When a DPDK RX application is started while traffic is already arriving on the NIC, DAQIRI can report sustained rx_missed_errors and the application observes missing packets after startup as well as malformed HDS split packets.

This was reproduced with Ethernet RX queue using header/data split. The issue appears to be startup-backlog/backpressure related rather than an application parser failure.

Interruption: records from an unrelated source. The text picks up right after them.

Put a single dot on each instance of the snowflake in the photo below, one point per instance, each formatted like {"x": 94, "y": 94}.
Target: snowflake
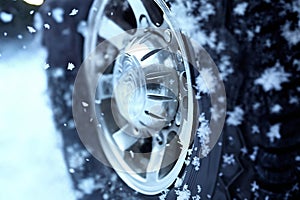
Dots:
{"x": 71, "y": 66}
{"x": 293, "y": 100}
{"x": 276, "y": 108}
{"x": 235, "y": 117}
{"x": 225, "y": 67}
{"x": 31, "y": 29}
{"x": 196, "y": 197}
{"x": 183, "y": 194}
{"x": 244, "y": 150}
{"x": 58, "y": 14}
{"x": 292, "y": 36}
{"x": 84, "y": 104}
{"x": 199, "y": 189}
{"x": 255, "y": 129}
{"x": 6, "y": 17}
{"x": 228, "y": 159}
{"x": 164, "y": 194}
{"x": 88, "y": 185}
{"x": 203, "y": 132}
{"x": 274, "y": 132}
{"x": 240, "y": 8}
{"x": 272, "y": 78}
{"x": 254, "y": 186}
{"x": 216, "y": 113}
{"x": 206, "y": 82}
{"x": 46, "y": 26}
{"x": 47, "y": 66}
{"x": 196, "y": 163}
{"x": 77, "y": 158}
{"x": 178, "y": 182}
{"x": 254, "y": 154}
{"x": 73, "y": 12}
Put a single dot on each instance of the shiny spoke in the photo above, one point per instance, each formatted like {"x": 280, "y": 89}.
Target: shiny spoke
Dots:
{"x": 140, "y": 12}
{"x": 155, "y": 162}
{"x": 105, "y": 87}
{"x": 109, "y": 30}
{"x": 124, "y": 137}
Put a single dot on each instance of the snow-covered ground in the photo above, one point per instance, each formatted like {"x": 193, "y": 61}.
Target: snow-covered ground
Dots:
{"x": 31, "y": 164}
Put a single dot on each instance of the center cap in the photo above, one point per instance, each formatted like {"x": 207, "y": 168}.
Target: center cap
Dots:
{"x": 144, "y": 98}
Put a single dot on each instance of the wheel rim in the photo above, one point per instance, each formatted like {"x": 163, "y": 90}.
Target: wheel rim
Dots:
{"x": 145, "y": 103}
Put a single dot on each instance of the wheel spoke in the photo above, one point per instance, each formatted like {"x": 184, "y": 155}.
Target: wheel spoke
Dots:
{"x": 110, "y": 30}
{"x": 105, "y": 87}
{"x": 140, "y": 12}
{"x": 155, "y": 162}
{"x": 124, "y": 137}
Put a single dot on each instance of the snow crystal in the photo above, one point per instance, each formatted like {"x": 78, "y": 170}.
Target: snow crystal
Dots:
{"x": 244, "y": 150}
{"x": 47, "y": 66}
{"x": 164, "y": 194}
{"x": 178, "y": 182}
{"x": 46, "y": 26}
{"x": 183, "y": 194}
{"x": 77, "y": 158}
{"x": 255, "y": 129}
{"x": 88, "y": 185}
{"x": 196, "y": 163}
{"x": 6, "y": 17}
{"x": 254, "y": 186}
{"x": 225, "y": 67}
{"x": 274, "y": 133}
{"x": 292, "y": 36}
{"x": 206, "y": 82}
{"x": 228, "y": 159}
{"x": 196, "y": 197}
{"x": 235, "y": 117}
{"x": 240, "y": 9}
{"x": 58, "y": 15}
{"x": 297, "y": 64}
{"x": 216, "y": 113}
{"x": 31, "y": 29}
{"x": 276, "y": 108}
{"x": 73, "y": 12}
{"x": 71, "y": 170}
{"x": 71, "y": 66}
{"x": 272, "y": 78}
{"x": 203, "y": 133}
{"x": 84, "y": 104}
{"x": 293, "y": 100}
{"x": 254, "y": 154}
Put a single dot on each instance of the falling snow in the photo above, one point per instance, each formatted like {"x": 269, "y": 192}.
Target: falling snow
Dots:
{"x": 240, "y": 9}
{"x": 276, "y": 108}
{"x": 71, "y": 66}
{"x": 235, "y": 117}
{"x": 274, "y": 133}
{"x": 73, "y": 12}
{"x": 6, "y": 17}
{"x": 58, "y": 15}
{"x": 183, "y": 194}
{"x": 228, "y": 159}
{"x": 272, "y": 78}
{"x": 196, "y": 163}
{"x": 31, "y": 29}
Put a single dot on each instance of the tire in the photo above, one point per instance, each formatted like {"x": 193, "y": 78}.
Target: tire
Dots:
{"x": 260, "y": 168}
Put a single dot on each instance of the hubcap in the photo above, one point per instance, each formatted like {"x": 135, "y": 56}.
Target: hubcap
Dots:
{"x": 145, "y": 104}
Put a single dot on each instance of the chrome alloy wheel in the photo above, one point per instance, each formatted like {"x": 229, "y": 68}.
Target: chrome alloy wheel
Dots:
{"x": 144, "y": 101}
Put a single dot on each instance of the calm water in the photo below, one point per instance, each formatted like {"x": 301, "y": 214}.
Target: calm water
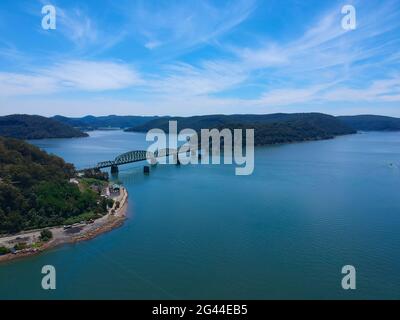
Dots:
{"x": 202, "y": 232}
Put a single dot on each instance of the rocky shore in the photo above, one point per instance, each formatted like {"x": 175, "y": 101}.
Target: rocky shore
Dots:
{"x": 113, "y": 219}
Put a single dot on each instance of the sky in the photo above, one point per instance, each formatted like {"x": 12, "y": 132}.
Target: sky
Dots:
{"x": 171, "y": 57}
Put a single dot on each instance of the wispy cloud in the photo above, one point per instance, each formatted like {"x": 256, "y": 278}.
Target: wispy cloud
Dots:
{"x": 179, "y": 25}
{"x": 76, "y": 75}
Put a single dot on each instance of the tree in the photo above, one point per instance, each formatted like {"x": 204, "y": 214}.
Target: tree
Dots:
{"x": 46, "y": 235}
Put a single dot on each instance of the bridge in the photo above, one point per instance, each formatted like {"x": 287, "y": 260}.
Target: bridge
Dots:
{"x": 136, "y": 156}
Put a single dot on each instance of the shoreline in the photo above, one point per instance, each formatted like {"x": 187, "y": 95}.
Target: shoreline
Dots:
{"x": 107, "y": 223}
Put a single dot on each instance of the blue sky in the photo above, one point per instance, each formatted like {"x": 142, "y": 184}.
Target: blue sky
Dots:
{"x": 194, "y": 57}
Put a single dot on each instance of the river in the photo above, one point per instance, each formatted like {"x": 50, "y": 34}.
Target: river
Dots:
{"x": 199, "y": 231}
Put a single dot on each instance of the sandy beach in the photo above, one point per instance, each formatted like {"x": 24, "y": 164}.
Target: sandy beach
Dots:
{"x": 82, "y": 232}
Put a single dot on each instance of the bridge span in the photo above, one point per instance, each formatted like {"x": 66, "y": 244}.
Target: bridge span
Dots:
{"x": 136, "y": 156}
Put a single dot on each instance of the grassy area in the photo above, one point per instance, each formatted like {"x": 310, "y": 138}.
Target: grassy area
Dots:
{"x": 82, "y": 217}
{"x": 87, "y": 182}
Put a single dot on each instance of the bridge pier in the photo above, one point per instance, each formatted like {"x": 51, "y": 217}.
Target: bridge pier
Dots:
{"x": 114, "y": 169}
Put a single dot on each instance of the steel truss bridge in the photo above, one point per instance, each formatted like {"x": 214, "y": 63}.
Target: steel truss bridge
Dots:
{"x": 136, "y": 156}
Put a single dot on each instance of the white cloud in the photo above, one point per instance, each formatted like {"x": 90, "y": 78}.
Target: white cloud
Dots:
{"x": 77, "y": 75}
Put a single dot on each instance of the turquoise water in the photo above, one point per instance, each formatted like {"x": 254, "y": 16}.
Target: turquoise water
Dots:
{"x": 202, "y": 232}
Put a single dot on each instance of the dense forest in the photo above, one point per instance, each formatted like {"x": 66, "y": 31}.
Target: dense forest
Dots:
{"x": 35, "y": 191}
{"x": 23, "y": 126}
{"x": 269, "y": 129}
{"x": 371, "y": 123}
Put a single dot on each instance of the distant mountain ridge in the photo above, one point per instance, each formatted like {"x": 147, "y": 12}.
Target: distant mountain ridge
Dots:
{"x": 371, "y": 122}
{"x": 269, "y": 129}
{"x": 111, "y": 121}
{"x": 22, "y": 126}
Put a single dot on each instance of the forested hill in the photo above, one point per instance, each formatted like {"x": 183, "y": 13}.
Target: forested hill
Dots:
{"x": 35, "y": 191}
{"x": 23, "y": 126}
{"x": 112, "y": 121}
{"x": 269, "y": 129}
{"x": 371, "y": 123}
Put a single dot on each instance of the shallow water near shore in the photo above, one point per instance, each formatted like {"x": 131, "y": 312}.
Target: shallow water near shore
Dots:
{"x": 201, "y": 232}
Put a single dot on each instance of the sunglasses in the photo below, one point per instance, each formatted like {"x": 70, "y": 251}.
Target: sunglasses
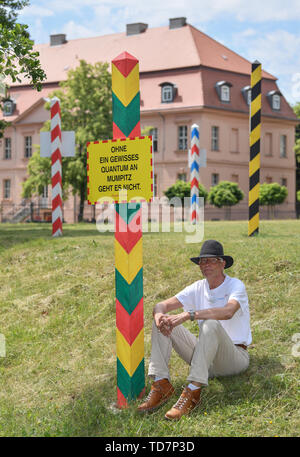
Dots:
{"x": 212, "y": 260}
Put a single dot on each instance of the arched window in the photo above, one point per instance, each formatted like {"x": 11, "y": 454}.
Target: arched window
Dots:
{"x": 274, "y": 97}
{"x": 223, "y": 91}
{"x": 168, "y": 92}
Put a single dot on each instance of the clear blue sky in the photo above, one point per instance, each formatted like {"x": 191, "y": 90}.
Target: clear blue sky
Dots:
{"x": 266, "y": 30}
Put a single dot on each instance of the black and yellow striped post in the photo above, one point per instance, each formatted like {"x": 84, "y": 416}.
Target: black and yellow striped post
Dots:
{"x": 254, "y": 164}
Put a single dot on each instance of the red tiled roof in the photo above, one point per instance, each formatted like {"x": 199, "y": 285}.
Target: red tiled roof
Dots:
{"x": 188, "y": 58}
{"x": 237, "y": 102}
{"x": 157, "y": 49}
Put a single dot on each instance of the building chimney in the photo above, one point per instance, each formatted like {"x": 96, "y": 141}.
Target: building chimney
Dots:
{"x": 56, "y": 40}
{"x": 177, "y": 22}
{"x": 136, "y": 28}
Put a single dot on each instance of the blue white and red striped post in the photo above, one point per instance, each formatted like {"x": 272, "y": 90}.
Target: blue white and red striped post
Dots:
{"x": 194, "y": 169}
{"x": 56, "y": 167}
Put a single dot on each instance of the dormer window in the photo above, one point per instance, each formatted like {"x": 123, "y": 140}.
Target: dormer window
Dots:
{"x": 225, "y": 94}
{"x": 246, "y": 92}
{"x": 168, "y": 92}
{"x": 223, "y": 91}
{"x": 274, "y": 97}
{"x": 8, "y": 107}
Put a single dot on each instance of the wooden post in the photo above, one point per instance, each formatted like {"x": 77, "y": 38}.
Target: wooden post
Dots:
{"x": 254, "y": 163}
{"x": 128, "y": 243}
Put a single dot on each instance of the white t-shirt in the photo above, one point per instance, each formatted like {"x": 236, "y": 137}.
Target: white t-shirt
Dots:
{"x": 199, "y": 296}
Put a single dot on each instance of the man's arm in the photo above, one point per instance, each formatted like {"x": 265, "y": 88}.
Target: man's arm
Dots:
{"x": 224, "y": 313}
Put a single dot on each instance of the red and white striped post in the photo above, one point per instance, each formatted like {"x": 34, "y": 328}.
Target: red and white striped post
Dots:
{"x": 56, "y": 167}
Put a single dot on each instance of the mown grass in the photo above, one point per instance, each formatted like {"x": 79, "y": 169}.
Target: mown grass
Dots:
{"x": 57, "y": 313}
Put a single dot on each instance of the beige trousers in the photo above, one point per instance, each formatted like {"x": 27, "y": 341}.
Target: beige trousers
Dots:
{"x": 211, "y": 354}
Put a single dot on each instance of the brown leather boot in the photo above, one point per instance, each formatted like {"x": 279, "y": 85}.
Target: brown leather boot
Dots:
{"x": 188, "y": 400}
{"x": 160, "y": 392}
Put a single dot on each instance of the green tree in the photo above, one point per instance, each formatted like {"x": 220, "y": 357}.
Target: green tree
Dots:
{"x": 86, "y": 108}
{"x": 225, "y": 194}
{"x": 17, "y": 56}
{"x": 272, "y": 194}
{"x": 297, "y": 153}
{"x": 182, "y": 189}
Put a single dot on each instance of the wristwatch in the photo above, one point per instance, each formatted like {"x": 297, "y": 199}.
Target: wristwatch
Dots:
{"x": 192, "y": 315}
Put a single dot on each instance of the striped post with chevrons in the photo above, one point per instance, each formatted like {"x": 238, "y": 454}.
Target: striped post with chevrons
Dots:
{"x": 56, "y": 168}
{"x": 194, "y": 168}
{"x": 128, "y": 243}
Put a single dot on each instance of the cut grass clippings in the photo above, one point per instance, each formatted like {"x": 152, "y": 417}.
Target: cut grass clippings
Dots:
{"x": 57, "y": 313}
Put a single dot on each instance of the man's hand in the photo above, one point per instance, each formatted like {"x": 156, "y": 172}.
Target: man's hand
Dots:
{"x": 162, "y": 324}
{"x": 165, "y": 323}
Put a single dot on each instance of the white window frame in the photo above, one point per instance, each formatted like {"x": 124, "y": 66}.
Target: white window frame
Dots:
{"x": 215, "y": 136}
{"x": 276, "y": 102}
{"x": 182, "y": 137}
{"x": 6, "y": 189}
{"x": 283, "y": 146}
{"x": 182, "y": 177}
{"x": 167, "y": 93}
{"x": 7, "y": 148}
{"x": 27, "y": 146}
{"x": 154, "y": 134}
{"x": 225, "y": 93}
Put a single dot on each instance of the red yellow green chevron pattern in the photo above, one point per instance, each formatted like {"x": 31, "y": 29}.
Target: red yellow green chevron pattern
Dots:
{"x": 254, "y": 164}
{"x": 128, "y": 242}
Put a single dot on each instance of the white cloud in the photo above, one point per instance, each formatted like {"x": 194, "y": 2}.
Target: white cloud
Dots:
{"x": 74, "y": 30}
{"x": 278, "y": 52}
{"x": 35, "y": 10}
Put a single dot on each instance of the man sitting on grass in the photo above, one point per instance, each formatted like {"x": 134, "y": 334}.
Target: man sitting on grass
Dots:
{"x": 220, "y": 305}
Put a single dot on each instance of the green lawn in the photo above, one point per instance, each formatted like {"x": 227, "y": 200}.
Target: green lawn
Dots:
{"x": 57, "y": 314}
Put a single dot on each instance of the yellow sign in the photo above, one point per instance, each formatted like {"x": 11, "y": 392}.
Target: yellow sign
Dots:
{"x": 116, "y": 166}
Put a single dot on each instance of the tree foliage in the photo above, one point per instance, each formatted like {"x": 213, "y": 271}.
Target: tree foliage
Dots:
{"x": 272, "y": 194}
{"x": 297, "y": 150}
{"x": 225, "y": 193}
{"x": 182, "y": 189}
{"x": 17, "y": 56}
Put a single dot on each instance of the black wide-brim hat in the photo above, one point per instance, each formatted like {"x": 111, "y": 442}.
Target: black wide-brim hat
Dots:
{"x": 212, "y": 248}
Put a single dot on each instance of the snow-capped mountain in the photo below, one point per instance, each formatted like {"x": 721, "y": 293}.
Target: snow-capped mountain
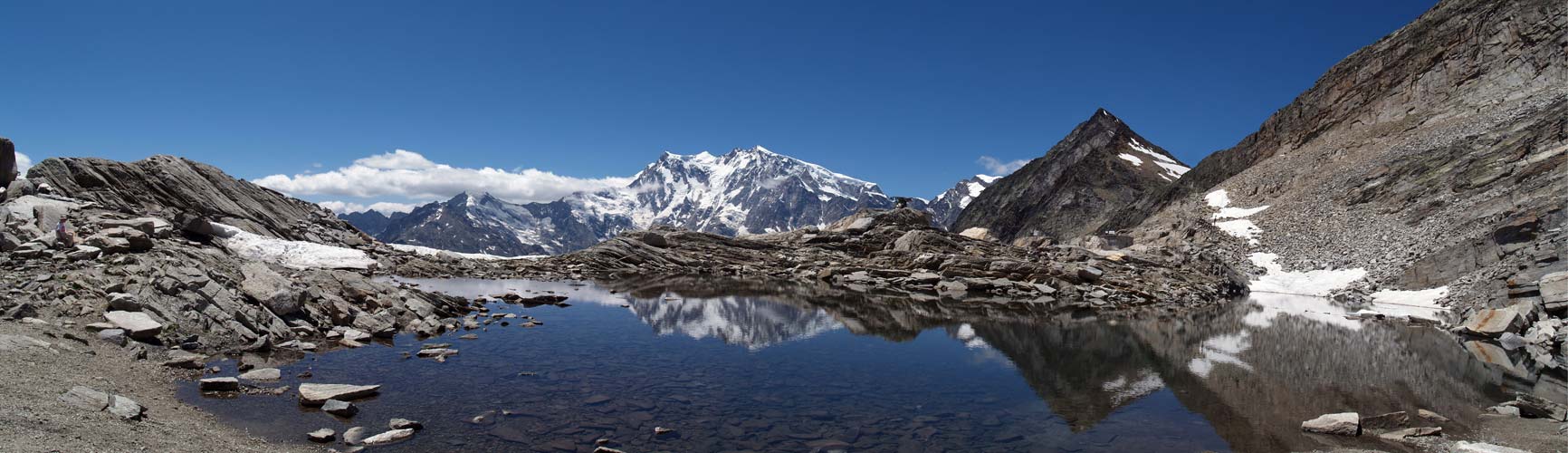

The same receiver software was demonstrated to pass the same test when using Holoscan advanced networking library.

Observed behavior

Starting up receiver application under TX traffic load, we observed:

  • DAQIRI initializes successfully.
  • RX workers start successfully.
  • The stats thread reports rx_missed_errors: Rx: Dropped <N> packets since last poll 500ms ago
  • The application receives traffic, but with packet gaps/partial batches after startup.
  • A small number of malformed split packets are also be logged:
    Dropped malformed split RX packet ... expected 2 segment(s), found 1
    but the volume of these is tiny compared with rx_missed_errors.

In the observed run, malformed split drops were single digits, while rx_missed_errors reached tens of thousands.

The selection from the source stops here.